Using data science to choose retail investment markets
When a real estate investor decides on a potential market to deploy capital, they often consider various metrics and characteristics of the market in which they might be interested. For example, the investor may assess the market’s future potential investment returns on real estate. Additionally, they may consider risk metrics, such as levels of liquidity, transparency, and vacancy for a market. Other important metrics include economic growth prospects and the supply pipeline.
With so many variables to examine, how might a property investor start choosing which geography to explore on a deeper level for potential opportunities, especially when there are so many markets to choose from? In this blog, I explore the use of data science and machine learning to make this process a bit easier. I employ a few machine learning techniques[1] to qualify, cluster and categorise markets according to their numerous metrics and characteristics.

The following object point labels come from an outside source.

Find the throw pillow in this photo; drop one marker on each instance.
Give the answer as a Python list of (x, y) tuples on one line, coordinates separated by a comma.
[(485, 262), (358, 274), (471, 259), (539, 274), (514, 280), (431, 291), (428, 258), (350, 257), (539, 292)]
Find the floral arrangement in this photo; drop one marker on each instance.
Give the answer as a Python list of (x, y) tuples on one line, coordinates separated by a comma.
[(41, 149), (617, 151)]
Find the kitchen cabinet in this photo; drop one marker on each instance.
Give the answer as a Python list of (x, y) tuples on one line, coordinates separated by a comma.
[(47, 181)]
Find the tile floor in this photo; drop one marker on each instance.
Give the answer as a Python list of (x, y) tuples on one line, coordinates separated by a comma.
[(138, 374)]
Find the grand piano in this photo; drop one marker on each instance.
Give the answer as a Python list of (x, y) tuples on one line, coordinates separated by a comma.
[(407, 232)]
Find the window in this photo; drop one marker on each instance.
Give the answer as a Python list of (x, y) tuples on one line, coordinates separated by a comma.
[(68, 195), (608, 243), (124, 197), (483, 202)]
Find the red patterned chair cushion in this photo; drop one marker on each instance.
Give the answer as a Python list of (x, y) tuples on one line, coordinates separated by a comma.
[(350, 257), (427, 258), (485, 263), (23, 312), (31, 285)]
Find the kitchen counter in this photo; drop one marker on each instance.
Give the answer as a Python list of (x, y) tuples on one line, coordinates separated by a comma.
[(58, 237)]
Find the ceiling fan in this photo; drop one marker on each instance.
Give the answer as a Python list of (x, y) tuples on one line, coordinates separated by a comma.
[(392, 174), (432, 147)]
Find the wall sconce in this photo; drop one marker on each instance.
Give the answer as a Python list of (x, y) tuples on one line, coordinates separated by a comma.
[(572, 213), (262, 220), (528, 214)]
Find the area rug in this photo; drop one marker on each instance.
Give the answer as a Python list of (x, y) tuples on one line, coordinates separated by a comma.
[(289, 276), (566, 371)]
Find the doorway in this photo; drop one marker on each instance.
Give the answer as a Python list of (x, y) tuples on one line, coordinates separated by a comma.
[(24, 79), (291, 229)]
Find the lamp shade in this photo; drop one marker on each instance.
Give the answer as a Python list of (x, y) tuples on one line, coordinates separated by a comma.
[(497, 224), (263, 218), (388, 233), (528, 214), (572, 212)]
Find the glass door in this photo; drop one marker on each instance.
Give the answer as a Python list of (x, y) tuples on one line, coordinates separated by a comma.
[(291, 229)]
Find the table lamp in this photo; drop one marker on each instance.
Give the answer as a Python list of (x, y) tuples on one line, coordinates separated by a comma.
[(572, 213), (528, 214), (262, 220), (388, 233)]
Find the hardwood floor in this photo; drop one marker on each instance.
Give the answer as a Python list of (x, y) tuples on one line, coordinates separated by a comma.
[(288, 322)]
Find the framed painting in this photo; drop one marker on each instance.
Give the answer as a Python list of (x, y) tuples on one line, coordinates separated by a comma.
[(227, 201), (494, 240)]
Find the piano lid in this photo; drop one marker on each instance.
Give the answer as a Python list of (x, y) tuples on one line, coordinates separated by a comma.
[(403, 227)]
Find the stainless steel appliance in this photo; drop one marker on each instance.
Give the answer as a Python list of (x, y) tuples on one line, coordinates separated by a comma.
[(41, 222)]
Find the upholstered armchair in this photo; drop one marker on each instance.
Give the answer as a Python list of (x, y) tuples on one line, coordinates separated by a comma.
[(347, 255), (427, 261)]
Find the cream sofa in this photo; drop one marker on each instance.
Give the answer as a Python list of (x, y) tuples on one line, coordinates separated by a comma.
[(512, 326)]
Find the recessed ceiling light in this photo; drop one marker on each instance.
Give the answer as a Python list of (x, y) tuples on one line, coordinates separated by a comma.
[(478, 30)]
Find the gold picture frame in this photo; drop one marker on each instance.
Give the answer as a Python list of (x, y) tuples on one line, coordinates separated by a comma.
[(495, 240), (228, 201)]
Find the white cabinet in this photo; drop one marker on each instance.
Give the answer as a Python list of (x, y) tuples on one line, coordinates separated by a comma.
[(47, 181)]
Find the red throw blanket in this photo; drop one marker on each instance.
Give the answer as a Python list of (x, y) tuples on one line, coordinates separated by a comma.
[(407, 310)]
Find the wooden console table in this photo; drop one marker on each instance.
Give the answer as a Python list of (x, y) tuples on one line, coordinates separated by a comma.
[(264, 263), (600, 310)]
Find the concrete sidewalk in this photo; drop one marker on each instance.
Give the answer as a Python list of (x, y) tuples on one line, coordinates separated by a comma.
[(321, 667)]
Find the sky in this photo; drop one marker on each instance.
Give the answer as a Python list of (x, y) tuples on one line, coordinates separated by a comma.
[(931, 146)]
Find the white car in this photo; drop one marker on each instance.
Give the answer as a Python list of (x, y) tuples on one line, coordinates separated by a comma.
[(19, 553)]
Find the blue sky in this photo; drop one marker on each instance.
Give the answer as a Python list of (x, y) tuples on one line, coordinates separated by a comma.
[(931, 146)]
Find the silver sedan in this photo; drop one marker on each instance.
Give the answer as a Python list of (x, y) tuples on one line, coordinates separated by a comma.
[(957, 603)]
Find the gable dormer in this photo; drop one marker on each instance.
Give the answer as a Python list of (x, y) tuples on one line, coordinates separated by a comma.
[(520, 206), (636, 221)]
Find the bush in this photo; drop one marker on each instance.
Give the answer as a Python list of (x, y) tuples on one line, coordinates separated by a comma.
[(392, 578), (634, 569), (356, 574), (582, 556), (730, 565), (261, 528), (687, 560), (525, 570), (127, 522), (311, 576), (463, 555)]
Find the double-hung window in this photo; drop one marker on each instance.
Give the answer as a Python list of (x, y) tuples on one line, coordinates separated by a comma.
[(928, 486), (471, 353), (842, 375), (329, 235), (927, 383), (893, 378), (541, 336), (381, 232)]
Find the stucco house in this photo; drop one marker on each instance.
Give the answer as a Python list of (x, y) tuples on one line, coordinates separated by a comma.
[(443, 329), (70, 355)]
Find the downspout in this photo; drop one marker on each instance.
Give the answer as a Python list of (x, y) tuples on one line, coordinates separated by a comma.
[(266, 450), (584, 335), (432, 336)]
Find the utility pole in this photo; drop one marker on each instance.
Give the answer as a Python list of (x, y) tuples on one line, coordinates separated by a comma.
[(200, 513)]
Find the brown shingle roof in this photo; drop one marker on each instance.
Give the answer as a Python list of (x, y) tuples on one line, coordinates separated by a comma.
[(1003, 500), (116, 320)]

For this analysis, I look at potential investments into retail mall assets across cities in Asia Pacific.
To begin the analysis, I examine data for the following metrics across 33 cities in Australasia (6), Greater China (13), India (6), Southeast Asia (7) and South Korea (1).
Figure 1: List of metrics examined.
Macroeconomic (Source: Oxford Economics, unless otherwise noted)
Population 5-year growth forecast
 GDP 5-year growth forecast
 Retail sales 5-year growth forecast
 Current median income level (and 5-year growth forecast)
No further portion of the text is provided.